Scrape UK Property Prices from Rightmove (Dataset Builder + Screenshots)
Rightmove is one of the biggest UK property portals. If you’re building a market research dataset (sold prices, property attributes, locations), you typically need two layers of scraping:
- search / results pages → discover listing URLs
- detail pages → extract structured fields (price, address, bedrooms, sold date, etc.)
In this guide, we’ll build a production-grade Rightmove sold-price dataset builder in Python:
- pagination with repeatable URL building
- robust HTML parsing (no “magic” selectors you can’t explain)
- retries + backoff for transient errors
- exports to CSV and JSON Lines
- (optional) ProxiesAPI integration for more stable crawling

Real estate sites often throttle aggressive crawls. ProxiesAPI helps you keep your dataset builder reliable when you scale to many pages and detail URLs.
Important note (ethics + stability)
Property sites are sensitive to heavy traffic. Be respectful:
- scrape only what you need
- add delays and caching
- prefer off-peak runs
- don’t hammer detail pages with high concurrency
This tutorial is meant for legitimate use cases (analytics, research, internal tooling). Always check the site’s terms and applicable law.
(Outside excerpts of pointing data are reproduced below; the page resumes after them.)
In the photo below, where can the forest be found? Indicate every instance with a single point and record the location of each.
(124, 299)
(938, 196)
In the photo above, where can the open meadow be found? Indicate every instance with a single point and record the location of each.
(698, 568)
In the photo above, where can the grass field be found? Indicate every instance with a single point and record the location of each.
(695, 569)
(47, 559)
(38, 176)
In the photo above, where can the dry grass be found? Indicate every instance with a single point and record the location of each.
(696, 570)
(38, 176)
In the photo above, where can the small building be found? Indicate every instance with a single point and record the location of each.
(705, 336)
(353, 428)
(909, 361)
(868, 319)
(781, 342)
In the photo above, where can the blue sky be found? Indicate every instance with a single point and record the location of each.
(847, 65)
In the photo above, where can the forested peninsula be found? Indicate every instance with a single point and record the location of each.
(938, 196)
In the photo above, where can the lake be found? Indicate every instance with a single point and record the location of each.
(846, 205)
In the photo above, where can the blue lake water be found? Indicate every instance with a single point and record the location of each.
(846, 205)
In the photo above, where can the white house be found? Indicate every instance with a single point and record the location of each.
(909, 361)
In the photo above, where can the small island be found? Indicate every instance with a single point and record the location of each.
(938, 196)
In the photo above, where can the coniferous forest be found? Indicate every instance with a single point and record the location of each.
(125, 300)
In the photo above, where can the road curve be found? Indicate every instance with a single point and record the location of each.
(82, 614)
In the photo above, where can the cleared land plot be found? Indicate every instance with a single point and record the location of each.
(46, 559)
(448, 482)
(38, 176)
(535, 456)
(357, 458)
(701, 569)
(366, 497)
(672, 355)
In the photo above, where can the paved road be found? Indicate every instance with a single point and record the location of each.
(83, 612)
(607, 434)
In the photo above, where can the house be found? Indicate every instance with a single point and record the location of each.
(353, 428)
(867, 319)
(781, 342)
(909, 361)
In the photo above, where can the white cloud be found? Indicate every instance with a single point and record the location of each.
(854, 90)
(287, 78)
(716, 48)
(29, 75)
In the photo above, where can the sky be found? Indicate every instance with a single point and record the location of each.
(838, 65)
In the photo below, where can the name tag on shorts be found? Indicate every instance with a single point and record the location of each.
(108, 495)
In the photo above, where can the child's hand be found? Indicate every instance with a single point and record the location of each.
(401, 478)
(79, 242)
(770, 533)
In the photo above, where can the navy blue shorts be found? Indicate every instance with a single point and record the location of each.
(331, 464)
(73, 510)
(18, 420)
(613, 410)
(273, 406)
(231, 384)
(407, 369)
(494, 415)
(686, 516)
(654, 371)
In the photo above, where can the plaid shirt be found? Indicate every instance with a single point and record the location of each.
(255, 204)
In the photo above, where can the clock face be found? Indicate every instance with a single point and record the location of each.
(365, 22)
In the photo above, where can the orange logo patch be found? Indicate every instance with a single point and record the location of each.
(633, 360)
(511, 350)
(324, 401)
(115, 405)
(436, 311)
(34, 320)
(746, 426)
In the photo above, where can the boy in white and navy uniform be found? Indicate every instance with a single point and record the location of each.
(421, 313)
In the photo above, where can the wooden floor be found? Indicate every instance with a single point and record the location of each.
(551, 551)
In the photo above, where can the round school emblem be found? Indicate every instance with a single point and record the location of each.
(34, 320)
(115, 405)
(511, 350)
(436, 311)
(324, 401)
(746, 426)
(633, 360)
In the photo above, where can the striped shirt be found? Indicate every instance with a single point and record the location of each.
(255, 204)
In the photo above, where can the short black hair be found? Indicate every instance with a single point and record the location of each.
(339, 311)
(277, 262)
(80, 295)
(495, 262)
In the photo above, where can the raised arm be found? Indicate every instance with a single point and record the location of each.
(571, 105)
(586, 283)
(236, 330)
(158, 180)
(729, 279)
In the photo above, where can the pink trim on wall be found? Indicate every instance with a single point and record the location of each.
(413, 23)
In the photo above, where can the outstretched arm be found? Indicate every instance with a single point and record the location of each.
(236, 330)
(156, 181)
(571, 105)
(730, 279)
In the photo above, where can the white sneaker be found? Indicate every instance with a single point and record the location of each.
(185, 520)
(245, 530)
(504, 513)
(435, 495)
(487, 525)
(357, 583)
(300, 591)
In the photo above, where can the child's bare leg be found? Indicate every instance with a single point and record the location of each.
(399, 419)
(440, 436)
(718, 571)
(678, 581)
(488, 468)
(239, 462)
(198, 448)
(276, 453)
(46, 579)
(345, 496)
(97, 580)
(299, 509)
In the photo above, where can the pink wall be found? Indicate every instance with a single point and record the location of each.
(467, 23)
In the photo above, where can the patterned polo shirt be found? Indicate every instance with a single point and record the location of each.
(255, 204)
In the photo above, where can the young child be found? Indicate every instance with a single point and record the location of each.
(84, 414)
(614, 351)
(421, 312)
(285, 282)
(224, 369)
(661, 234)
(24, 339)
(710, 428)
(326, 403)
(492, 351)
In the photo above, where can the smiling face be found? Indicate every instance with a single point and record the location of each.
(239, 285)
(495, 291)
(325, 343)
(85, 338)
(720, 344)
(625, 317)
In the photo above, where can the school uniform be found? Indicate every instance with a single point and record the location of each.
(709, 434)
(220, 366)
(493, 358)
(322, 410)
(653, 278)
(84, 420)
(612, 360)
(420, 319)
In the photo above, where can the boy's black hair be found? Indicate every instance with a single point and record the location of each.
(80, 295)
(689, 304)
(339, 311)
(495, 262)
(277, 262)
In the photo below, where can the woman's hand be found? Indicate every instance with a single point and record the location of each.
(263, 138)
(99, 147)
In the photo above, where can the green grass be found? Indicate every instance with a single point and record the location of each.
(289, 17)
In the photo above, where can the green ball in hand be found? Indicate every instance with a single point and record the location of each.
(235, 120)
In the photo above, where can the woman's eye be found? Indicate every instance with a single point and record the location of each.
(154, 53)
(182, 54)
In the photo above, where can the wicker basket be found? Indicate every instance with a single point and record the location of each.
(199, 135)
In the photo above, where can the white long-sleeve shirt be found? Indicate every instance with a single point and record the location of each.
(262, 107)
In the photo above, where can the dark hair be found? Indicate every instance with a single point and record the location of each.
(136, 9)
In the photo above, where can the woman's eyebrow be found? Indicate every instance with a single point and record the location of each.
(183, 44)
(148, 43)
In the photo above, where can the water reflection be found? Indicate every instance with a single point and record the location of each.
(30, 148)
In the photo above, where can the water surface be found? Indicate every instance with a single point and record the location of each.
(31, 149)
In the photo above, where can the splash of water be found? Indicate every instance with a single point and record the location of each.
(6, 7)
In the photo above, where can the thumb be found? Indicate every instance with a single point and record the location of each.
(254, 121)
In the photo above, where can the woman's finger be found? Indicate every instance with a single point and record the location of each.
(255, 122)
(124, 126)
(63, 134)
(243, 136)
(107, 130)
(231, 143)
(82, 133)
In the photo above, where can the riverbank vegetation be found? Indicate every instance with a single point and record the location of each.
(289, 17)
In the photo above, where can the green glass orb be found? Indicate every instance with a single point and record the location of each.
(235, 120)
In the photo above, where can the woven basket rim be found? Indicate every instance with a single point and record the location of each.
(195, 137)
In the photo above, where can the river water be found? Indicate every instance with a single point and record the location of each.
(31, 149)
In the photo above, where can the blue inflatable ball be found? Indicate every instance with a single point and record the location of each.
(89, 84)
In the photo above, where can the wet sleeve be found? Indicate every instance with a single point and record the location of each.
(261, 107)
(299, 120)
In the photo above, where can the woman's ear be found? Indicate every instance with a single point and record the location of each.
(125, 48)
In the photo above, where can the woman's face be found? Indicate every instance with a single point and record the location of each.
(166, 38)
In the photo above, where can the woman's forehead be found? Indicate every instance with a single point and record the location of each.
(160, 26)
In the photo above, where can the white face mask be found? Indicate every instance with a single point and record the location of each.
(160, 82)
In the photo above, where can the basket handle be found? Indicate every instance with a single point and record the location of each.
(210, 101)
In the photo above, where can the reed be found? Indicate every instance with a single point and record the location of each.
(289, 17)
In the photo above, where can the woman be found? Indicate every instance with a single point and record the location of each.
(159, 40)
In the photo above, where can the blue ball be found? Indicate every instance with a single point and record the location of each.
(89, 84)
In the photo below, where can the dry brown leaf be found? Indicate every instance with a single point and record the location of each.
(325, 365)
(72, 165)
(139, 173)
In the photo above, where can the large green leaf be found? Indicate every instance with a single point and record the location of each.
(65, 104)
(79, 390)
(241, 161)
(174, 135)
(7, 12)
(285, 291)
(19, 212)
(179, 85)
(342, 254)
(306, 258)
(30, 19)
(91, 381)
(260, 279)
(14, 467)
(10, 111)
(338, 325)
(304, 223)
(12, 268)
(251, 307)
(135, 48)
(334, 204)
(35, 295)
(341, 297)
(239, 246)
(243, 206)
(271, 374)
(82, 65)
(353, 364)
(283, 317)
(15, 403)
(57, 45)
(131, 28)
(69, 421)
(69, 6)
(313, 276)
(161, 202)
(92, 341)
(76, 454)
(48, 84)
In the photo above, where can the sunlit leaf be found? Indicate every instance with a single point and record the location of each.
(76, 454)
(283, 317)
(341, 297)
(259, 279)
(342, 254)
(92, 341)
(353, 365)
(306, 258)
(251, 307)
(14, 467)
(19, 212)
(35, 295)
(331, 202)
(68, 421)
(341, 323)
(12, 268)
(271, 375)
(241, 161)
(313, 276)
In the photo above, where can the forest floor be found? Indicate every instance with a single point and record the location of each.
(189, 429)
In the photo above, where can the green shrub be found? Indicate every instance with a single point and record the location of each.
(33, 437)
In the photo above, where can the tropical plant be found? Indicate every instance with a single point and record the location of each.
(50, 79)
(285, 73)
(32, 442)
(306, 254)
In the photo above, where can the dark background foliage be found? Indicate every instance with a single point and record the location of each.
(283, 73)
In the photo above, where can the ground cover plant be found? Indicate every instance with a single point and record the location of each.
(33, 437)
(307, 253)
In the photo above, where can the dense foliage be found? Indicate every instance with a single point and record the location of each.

What we’re scraping (Rightmove pages)
Rightmove has multiple “surfaces” (for sale, to rent, sold). The exact URLs change over time, but the overall shape stays the same:
- results pages with a list of properties
- property detail pages with the fields you actually want
Your scraper should be written so that:
- you can swap out the start URL (a results page you captured)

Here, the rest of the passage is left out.